Message-ID: <4EBBB247.40805@citrix.com>
Date: Thu, 10 Nov 2011 11:15:19 +0000
From: Andrew Cooper <andrew.cooper3@citrix.com>
MIME-Version: 1.0
To: Chuck Lever <chuck.lever@oracle.com>
CC: linux-nfs <linux-nfs@vger.kernel.org>
Subject: Re: unexpected NFS timeouts, related to sync/async soft mounts over
 TCP
References: <4EBAC88D.40902@citrix.com> <BEF32B02-0D19-4D97-8E93-C1797DF02CFE@oracle.com>
In-Reply-To: <BEF32B02-0D19-4D97-8E93-C1797DF02CFE@oracle.com>
Content-Type: text/plain; charset="ISO-8859-1"
Sender: linux-nfs-owner@vger.kernel.org

On 09/11/11 22:36, Chuck Lever wrote:
> On Nov 9, 2011, at 1:38 PM, Andrew Cooper wrote:
>
>> Hello,
>>
>> I am debugging an issue for a customer whereby an NFS mount undergoes an
>> unexpected timeout and throws an EIO.
>>
>> Using synchronous mounts results in no problems whatsoever, whereas
>> using asynchronous mounts causes the problem to occur.
>>
>> The problem exists only on 10GiB networks: I can't repro on slower
>> networks at all, even if it is the same 10GiB network link limited to
>> 1GiB.  It reproduces on multiple versions of XenServer (both Xen 3 and
>> Xen 4) with a 2.6.32 based dom0 kernel multiple different 10GiB network
>> cards (be2net and bnx2x specifically tested).  It also reproduces
>> against multiple different netapp servers running different firmware
>> versions.  It also appears to reproduces with NFSv3 and NFSv4, although
>> the customer setup uses NFSv3
>>
>> The difference between mount commands are "noac" for the synchronous
>> case as opposed to "actimeo=0" for the asynchronous case.
>>
>> The /proc/mounts entry for async is:
>> 10.70.148.3:/vol/camb5e3b16tmp/82ab4a02-c10f-144a-e8c2-2ae04f213b2a
>> /var/run/sr-mount/82ab4a02-c10f-144a-e8c2-2ae04f213b2a nfs
>> rw,relatime,vers=3,rsize=65536,wsize=65536,namlen=255,acregmin=0,acregmax=0,acdirmin=0,acdirmax=0,soft,proto=tcp,port=65535,timeo=133,retrans=0,sec=sys,mountport=65535,addr=10.70.148.3
>> 0 0
>>
>> while the entry for sync is:
>> 10.70.148.3:/vol/camb5e3b15tmp/bc11aad3-b345-519f-1661-50e16bed6cdb
>> /var/run/sr-mount/bc11aad3-b345-519f-1661-50e16bed6cdb nfs
>> rw,sync,relatime,vers=3,rsize=65536,wsize=65536,namlen=255,acregmin=0,acregmax=0,acdirmin=0,acdirmax=0,soft,proto=tcp,port=65535,timeo=133,retrans=0,sec=sys,mountport=65535,addr=10.70.148.3
>> 0 0
> Using the "soft" mount option means that any NFS level timeout is communicated to applications as EIO.  The client appears to be working as expected.  Do you see this problem if you replace the "soft" mount option with the "hard" mount option?

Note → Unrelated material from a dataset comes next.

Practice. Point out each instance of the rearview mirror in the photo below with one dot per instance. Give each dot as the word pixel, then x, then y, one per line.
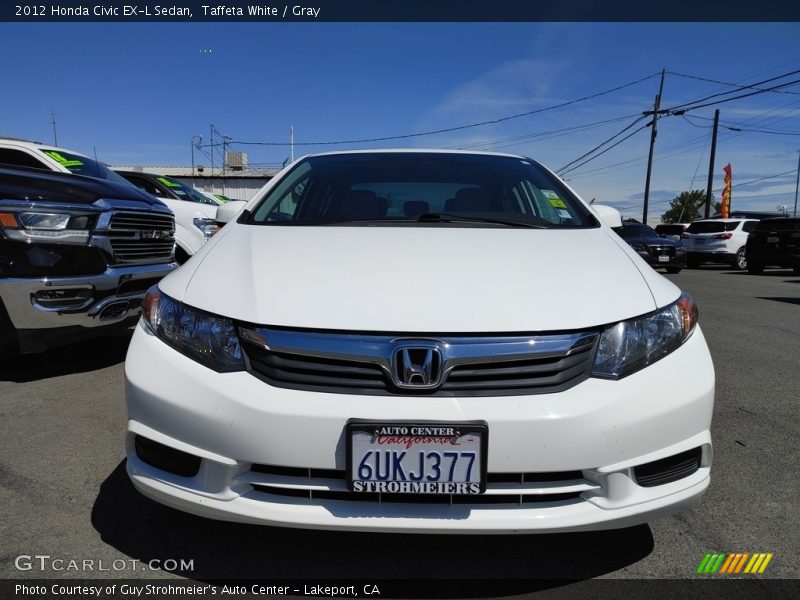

I am aware of soft mounts and EIOs.  I forgot to say that it also
appears with hard mounts, with the difference that the client eventually
retries and continues.

> Also, timeo=133 is actually a 13.3 second timeout setting.  The value of the timeo= mount option is in deciseconds.  This is unreasonably short for RPC over TCP, especially if the server becomes loaded.  A more reasonable timeout setting for RPC over TCP is 600.

I am aware of this as well.  The decisions about NFS options are done by
a separate team who have justified their decision to use softmounts with
a short timeo.  In our use case, the userland process needs to be
informed very quickly if the server goes down so it can fail over to the
backup.  13 seconds was considered the longest acceptable time for
virtual machines to be without their disks.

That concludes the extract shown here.